In 1995, Dr. Glodé chaired ASCO’s Educational Committee and served as the original Editor-in-Chief of ASCO Online. “I saw the Internet revolution unfolding before our eyes and strongly felt ASCO needed to position itself in this emerging space. So, I put together a proposal for building a website to the ASCO board and was given a $100,000 budget to hire a webmaster. I recruited a PhD candidate from Yale who was finishing her doctoral thesis in Medieval studies; she had a picture of herself sitting on Steve Jobs’ couch, so I figured she was well connected. She did a great job, and I think we did the first virtual meeting of any professional society,” said Dr. Glodé. “Being at the forefront of what has become a major component in ASCO’s global presence and work was one of my career’s greatest pleasures.”

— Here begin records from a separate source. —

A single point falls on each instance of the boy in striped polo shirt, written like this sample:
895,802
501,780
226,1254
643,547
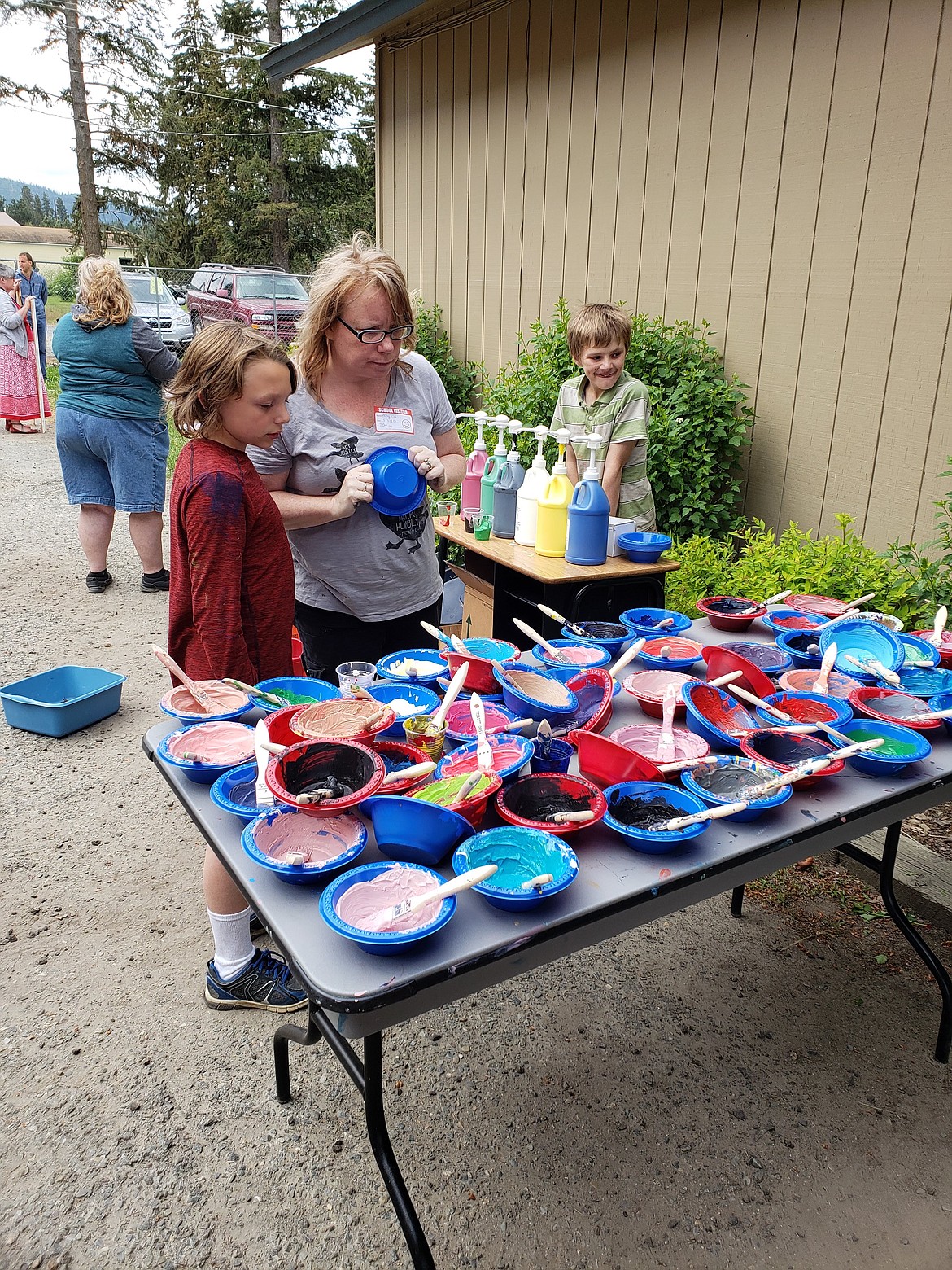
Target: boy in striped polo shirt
607,401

Along with improved detection and treatment methods, advances in molecular biology were major developments in prostate cancer during the arc of Dr. Glodé’ career at CU. “Over the course of my career in prostate cancer, I think the past decade has perhaps been the most explosive, due largely to our ability to do molecular profiling of individual patients at different stages of their cancer experience, which in turn greatly enhances the drug development process. I feel blessed to have been part of an incredible medical journey,” said Dr. Glodé.
Active in Retirement
Toward the end of his career, Dr. Glodé retired as Director for the cancer center’s outreach program. “After identifying the needs, some of the senior faculty would fly and or drive to some of these places and conduct tumor boards. As time went on, these places would eventually develop their own programs, so that was very satisfying. One such place was Vail, and the people there have asked me to manage their patients with prostate cancer. So that’s what I do since full-time retirement about 5 years ago. I see patients on Thursdays and ski on Fridays, which isn’t so bad,” he shared.
What does Dr. Glodé do to decompress? “First off, Colorado was a great place to raise our family. I learned how to ski and fly fish and passed those skills on to my kids, who are now all grown with their own families. Besides playing golf and fly fishing, I do a fair amount of grandkid stuff, which I love.”